Depuis que l’homme est homme, c’est-à-dire depuis qu’il a acquis cette capacité d’abstraction développée qui fait son originalité et qui a modifié radicalement les comportements des homo neanderthalensis et des homo sapiens qu’elle a touché, dans une période qu’il nous reste à préciser et qui se situerait entre 100 000 et 40 000 ans, il a toujours voulu créer une hiérarchie dont il n’était pas l’échelon le plus haut. Se plaçant juste en dessous d’une entité transcendante, qu’il ne sait pas encore nommer, il crée un rapport d’autorité qui lui permet de résoudre les conflits mimétiques provoqués au sein de la société qu’il a créé par le regroupement de cellules sociales nucléaires. Ce système va évoluer au fil du temps, mais il conservera une évidence, l’homme n’envisage pas de se passer d’un Dieu.

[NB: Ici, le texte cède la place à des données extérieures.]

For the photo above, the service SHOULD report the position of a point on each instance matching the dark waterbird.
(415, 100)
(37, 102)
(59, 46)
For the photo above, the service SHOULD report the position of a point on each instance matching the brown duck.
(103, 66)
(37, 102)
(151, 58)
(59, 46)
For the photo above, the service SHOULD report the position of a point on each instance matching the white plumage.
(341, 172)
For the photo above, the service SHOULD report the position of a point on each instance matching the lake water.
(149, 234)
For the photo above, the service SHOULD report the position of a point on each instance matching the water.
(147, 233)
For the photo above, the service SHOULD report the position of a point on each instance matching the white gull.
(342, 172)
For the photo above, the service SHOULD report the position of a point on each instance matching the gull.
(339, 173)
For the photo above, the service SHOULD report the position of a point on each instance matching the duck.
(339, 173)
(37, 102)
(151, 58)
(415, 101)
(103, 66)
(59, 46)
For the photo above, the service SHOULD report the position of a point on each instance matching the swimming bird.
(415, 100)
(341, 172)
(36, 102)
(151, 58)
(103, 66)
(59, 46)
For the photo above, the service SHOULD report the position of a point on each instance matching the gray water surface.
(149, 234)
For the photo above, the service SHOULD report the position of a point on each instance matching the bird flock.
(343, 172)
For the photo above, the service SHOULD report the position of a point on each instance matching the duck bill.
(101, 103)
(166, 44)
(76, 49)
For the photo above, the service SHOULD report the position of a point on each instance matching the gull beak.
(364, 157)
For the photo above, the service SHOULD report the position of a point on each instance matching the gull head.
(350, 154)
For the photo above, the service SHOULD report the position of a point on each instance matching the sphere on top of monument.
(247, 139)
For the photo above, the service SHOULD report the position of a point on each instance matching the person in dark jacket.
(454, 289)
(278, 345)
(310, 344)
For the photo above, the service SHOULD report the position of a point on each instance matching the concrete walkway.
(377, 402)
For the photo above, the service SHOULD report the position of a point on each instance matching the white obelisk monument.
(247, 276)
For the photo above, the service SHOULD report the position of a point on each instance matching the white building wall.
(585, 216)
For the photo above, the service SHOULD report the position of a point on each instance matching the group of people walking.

Pourtant, les rapports de Dieu avec les hommes sont loin d’être apaisés. Quand Dieu était partout, dans les phénomènes naturels, dans les éléments de la nature qu’il pressentait comme dépassant sa compréhension, l’homme ne savait pas communiquer avec lui. Aussi s’adressait-il le plus souvent à ses effecteurs (animaux, plantes, etc.) sans en attendre de réponse. Puis des intermédiaires sont apparus pour décrypter les signes de l’être transcendant et organiser la société de façon efficace et docile selon la loi qu’il transmettait ainsi aux hommes. Ensuite l’homme a voulu croire que les dieux lui étaient en quelque sorte un peu semblables et le polythéisme en a fait des êtres partageant nos passions mais avec des rapports allant de la simple violence et du mépris, comme chez les sumériens, à une certaine forme de collaboration, comme chez les grecs. Le passage au monothéisme n’a rien changé hormis l’interlocuteur devenu unique et omnipotent. Ses passions restaient bien humaines et sa violence divine. Les hommes se sont alors considérés comme des esclaves passifs jusqu’à l’arrivée du christianisme qui nous parlait d’un Dieu prônant l’amour. Pourtant, en voulant associer judaïsme et christianisme, ce Dieu devenait presque schizophrène ; il voulait l’amour entre les hommes et se réservait la violence pour son usage ou l’imposait aux hommes pour sa gloire. L’Islam n’a fait que reprendre les mêmes concepts à son avantage.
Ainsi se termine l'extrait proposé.